Remix.run Logo
nateb2022 a day ago

> Zero-shot doesn't make sense anyway, as how would the model know what voice it should sound like (unless it's a celebrity voice or similar included in the training data where it's enough to specify a name).

It makes perfect sense; you are simply confusing training samples with inference context. "Zero-shot" refers to zero gradient updates (retraining) required to handle a new class. It does not mean "zero input information."

> how would the model know what voice it should sound like

It uses the reference audio just like a text based model uses a prompt.

> unless it's a celebrity voice or similar included in the training data where it's enough to specify a name

If the voice is in the training data, that is literally the opposite of zero-shot. The entire point of zero-shot is that the model has never encountered the speaker before.

magicalhippo a day ago | parent [-]

With LLMs I've seen zero-shot used to describe scenarios where there's no example, it "take this and output JSON", while one-shot has the prompt include an example like "take this and output JSON, for this data the JSON should look like this".

Thus if you feed a the model target voice, ie an example of the desired output vouce, it sure seems like it should be classified as one-shot.
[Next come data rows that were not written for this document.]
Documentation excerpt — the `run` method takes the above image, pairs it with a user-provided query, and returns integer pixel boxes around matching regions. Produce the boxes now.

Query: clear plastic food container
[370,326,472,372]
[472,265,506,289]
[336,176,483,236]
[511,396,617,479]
However it seems the zero-shot in voice cloning is relative to learning, and in contrast to one-shot learning[1].

So a bit overloaded term causing confusion from what I can gather.
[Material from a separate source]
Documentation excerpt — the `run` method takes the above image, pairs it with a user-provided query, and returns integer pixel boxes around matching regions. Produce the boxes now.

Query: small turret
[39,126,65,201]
[1]: https://en.wikipedia.org/wiki/One-shot_learning_(computer_vi...

nateb2022 a day ago | parent [-]

The confusion clears up if you stop conflating contextual conditioning (prompting) with actual Learning (weight updates). For LLMs, "few-shot prompting" is technically a misnomer that stuck; you are just establishing a pattern in the context window, not training the model.

In voice cloning, the reference audio is simply the input, not a training example. You wouldn't say an image classifier is doing "one-shot learning" just because you fed it one image to classify. That image is the input. Similarly, the reference audio is the input that conditions the generation. It is zero-shot because the model's weights were never optimized for that specific speaker's manifold.